In parallel with his volunteer activities in the various associations, Yair works and is active in the business field. Yair served and still is chairman and a strategic consultant to companies and business ventures in various fields. Among other things, the infrastructure company that built the Krayot bypass highway, Yagur Junction and the Jezreel Valley railway, the Supergum company, high-tech companies, agricultural development, building ventures and other companies. Since 2003, he serves as a strategic advisor to one of the largest law firms in the United States with the help of a team of experts he has assembled.

Yair holds a bachelor's degree in psychology from Bar-Ilan University.

In 2009 he joined the faculty of the School of Government, Diplomacy and Strategy at IDC Herzliya.
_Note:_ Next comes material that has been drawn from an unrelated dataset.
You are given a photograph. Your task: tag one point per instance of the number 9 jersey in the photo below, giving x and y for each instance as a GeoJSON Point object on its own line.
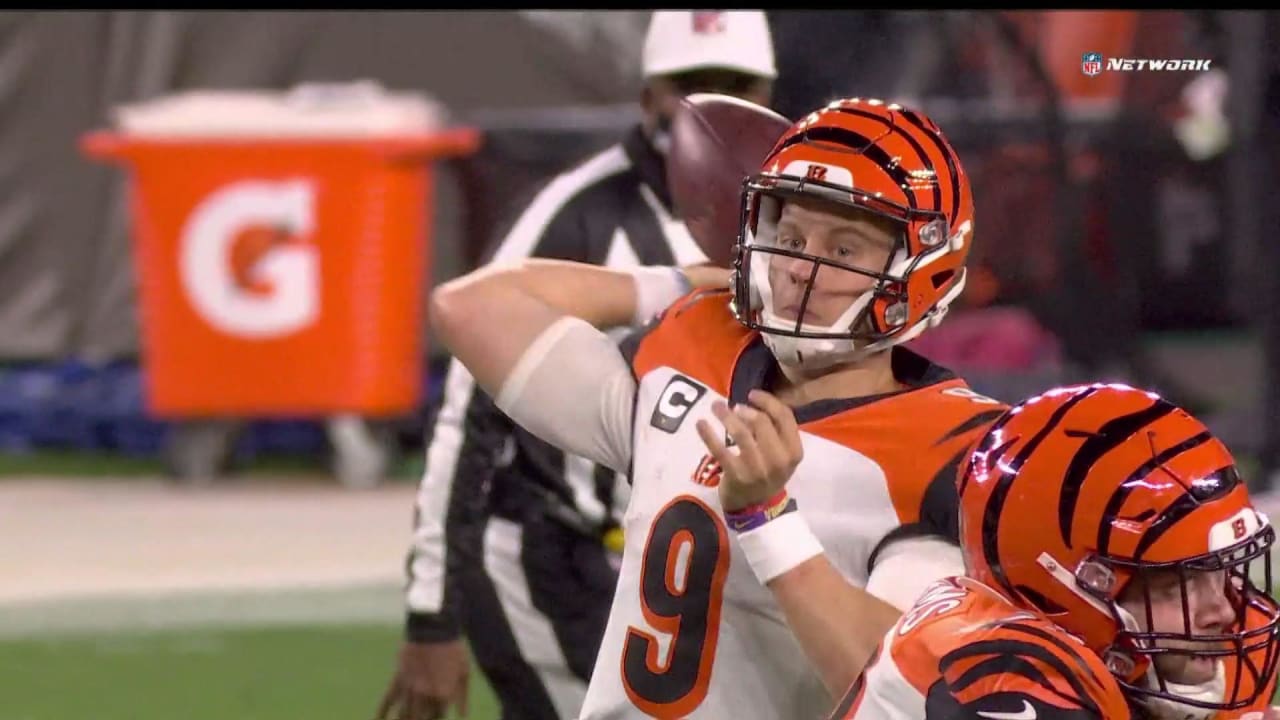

In 2022 Yair was honored as one of the torchbearers in the national Israeli Independence Day ceremony.

== Public Committees ==

- The head of the committee, along with Professor Asa Kasher, for writing the code of ethics "IDF spirit".
- The Committee for the Investigation of the Events of Joseph's Tomb in Nablus.
- Committee for the Investigation of the Events of Mount Ebal – 2000
- Committee for Determining Eligibility for Compensation for Captive Persons – 2001
- Committee for the Study of Combat and the Production of Lessons and Conclusions in the 91st Division, during the Second Lebanon War – 2006
- The Committee for the Examination of the Behavior of IDF Commanders in the Second Lebanon War, based on IDF values.

== Personal life ==
Yair lives in Hod HaSharon, is married to Edna, a father of four children and a grandfather of 13 grandchildren.

In 1990 he lost his daughter, Captain Shlomit Yair, who was the operations officer of the 113 Apache Squadron and was killed in a plane crash with four of her fellow pilots.